The contrast is too much. The black is almost full #000 and should be more subtle, something less than black.
Any dithering of optimized images, just gets fuzzy otherwise, like in the menus.
Need to work on it's typography...
The New Yorker has a great history, and has always kinda followed a slow design Dogma. I appreciate that they have stuck with their brand and feel, regardless of current trends.
May not be my favorite but compliments the New Yorker very well.
The title and subtitle images have jagged edges. Everything's a link, but nothing looks like one.
There's no consistency in the use of negative space. I count at least 12 different fonts. There's an orphan at the end of almost every paragraph–I know text size is pretty much impossible to control but come on, this is with the true default text size in Firefox.
Are you actually looking at the content before you post?
And on a side note, enough with the web 2.0 sites. Web 2.0 sites are made by get-rich-quick half-talented programmers who think design is a pastel gradient, horsey type, rounded corners and diagonal pinstripes. It is such a bland look and it is only applicable to internet startups. Very few corporate / personal (if you want it to actually have personality) / e-commerce sites work within that aesthetic, and for a practicing designer these are the majority of one's work.
You're complaining about orphaned text on your own browser?? You've got to be kidding me.
Yes, I'm complaining about orphaned text in most of the paragraphs assuming no text size adjustment and the current cross-browser default size of 16 px. This is the text setting that the browser comes with. Isn't it safe to assume that a majority of users wouldn't adjust their brower just to get rid of orphans? That's kindof a designery solution, and ideally one shouldn't have to fix the design on his own at the default size. Come on.

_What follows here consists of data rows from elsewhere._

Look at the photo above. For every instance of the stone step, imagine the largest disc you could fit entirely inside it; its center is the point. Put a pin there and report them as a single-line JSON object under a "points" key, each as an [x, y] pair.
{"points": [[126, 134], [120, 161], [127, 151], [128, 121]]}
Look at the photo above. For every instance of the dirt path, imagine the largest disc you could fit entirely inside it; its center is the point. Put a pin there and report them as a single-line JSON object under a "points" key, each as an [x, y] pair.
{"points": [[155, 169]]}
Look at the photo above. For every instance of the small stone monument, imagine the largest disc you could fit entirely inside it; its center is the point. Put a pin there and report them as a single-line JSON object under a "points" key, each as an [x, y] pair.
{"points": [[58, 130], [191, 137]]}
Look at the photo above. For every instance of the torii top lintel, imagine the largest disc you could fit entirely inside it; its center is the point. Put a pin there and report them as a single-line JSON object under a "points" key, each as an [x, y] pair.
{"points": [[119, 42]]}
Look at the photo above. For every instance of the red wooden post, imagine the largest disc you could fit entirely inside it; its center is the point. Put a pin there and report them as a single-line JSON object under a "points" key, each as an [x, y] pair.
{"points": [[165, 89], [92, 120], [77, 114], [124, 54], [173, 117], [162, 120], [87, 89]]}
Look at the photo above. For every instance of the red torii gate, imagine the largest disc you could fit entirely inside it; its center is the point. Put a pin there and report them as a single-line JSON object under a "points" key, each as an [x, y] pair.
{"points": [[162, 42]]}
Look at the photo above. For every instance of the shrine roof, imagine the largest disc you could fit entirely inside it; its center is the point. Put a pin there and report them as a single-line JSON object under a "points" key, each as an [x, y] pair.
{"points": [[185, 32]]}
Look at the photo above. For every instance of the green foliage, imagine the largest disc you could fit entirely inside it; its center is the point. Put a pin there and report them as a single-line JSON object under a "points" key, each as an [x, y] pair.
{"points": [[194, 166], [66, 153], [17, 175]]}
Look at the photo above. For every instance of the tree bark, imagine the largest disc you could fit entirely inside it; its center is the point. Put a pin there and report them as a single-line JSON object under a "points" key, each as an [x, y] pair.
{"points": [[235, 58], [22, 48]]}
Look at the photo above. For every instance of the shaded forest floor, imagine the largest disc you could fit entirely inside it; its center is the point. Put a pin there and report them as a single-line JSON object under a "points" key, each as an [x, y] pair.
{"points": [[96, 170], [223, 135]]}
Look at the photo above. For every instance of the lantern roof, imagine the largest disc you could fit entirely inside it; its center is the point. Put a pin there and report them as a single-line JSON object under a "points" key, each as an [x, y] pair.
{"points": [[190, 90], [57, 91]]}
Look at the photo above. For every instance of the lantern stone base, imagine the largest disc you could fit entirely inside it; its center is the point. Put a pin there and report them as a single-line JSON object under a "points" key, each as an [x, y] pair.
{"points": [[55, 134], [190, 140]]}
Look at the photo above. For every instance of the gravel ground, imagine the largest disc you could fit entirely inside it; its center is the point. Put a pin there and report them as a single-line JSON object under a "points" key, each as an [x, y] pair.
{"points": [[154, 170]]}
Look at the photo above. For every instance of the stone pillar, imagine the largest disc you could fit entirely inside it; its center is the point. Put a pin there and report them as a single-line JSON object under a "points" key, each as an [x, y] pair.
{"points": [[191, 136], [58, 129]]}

That's ridiculous. I've never heard of a website that would pollute their data with "br" tags on tens of thousands of articles just so the page looks good on ONE browser setting on ONE particular column width. What if they were to redesign in a year or two? What if they change the font size one day? Would you then complain that they didn't go through every paragraph in every article and fish out the orphans and widows. That's insanity -- and it goes against the very idea of separating content and presentation. And what a waste of time that would be. Not to mention the fact that the data would be polluted so that the text would look awful on print-only pages and mobile content. But, hey as long as it looks good on Mozilla, I guess you're happy.